近年来发现,肿瘤细胞的放射敏感性与信号转导和转录活化因子3(signal transducer and activator of transcription 3,STAT3)的激活有关[10-11]。STAT3是信号转导与转录活化蛋白(STAT)家族中的重要成员之一,是重要核转录因子。持续激活的STAT3直接参与了多种癌症的发生发展,通过上调HIF-1、Bcl-2(B-cell lymphoma 2)、Bcl-xL (B-cell lymphoma-extra large)等表达,促进细胞的生长和生存。STAT3 作为肿瘤基因在肿瘤的发生、发展、转移和治疗中都起着重要的调节功能[12]。目前研究表明,GRIM-19通过抑制STAT3表达而促使鼻咽癌细胞放射增敏性[13]、高表达STAT3能增加非小细胞型肺癌细胞及头颈部鳞状上皮癌细胞的抗辐射能力[14-15]、阻断STAT3活性即可增强细胞的放射敏感性[16]。因而通过抑制STAT3表达可促进肿瘤细胞的放射敏感性。Stattic是一种卟啉类非肽小分子,通过与STAT3蛋白的SH2功能区结合,抑制STAT3基因的表达、蛋白的活化、二聚体的形成及向细胞核内移动,从而抑制STAT3的核转运,是STAT3的特异性抑制剂[17]。进一步得出结论:Stattic通过抑制STAT3表达可促进肿瘤细胞的放射敏感性。但对于Stattic干扰STAT3表达后是否可调控HIF-1、VEGF这一机制没有阐明。本研究结果显示,Stattic在乏氧时能抑制食管癌ECA109细胞受照射后的克隆形成率,并增加乏氧培养细胞受照射后的凋亡率,同时Stattic能增加双键断裂,上述结果表明Stattic能增加食管癌ECA109细胞的放射敏感性。而Western blot进一步表明Stattic能抑制pSTAT3、HIF-1α和VEGF的过表达。进而表明,Stattic对乏氧的食管癌ECA109细胞有增敏作用,可能与抑制HIF-1α和VEGF的过表达有关。

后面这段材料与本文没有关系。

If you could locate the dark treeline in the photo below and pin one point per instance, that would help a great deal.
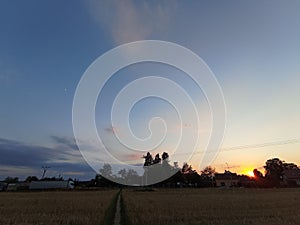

综上,本研究表明,Stattic对食管癌ECA109的放疗增敏机制可能与抑制乏氧状态下pSTAT3、HIF-1α及VEGF表达有关。然而,Stattic在乏氧环境中的放射增敏机制较为复杂,可能涉及多条信号通路,此外,Stattic下调pSTAT3、HIF-1α和VEGF表达的是否存在特异性,值得深入探讨与研究。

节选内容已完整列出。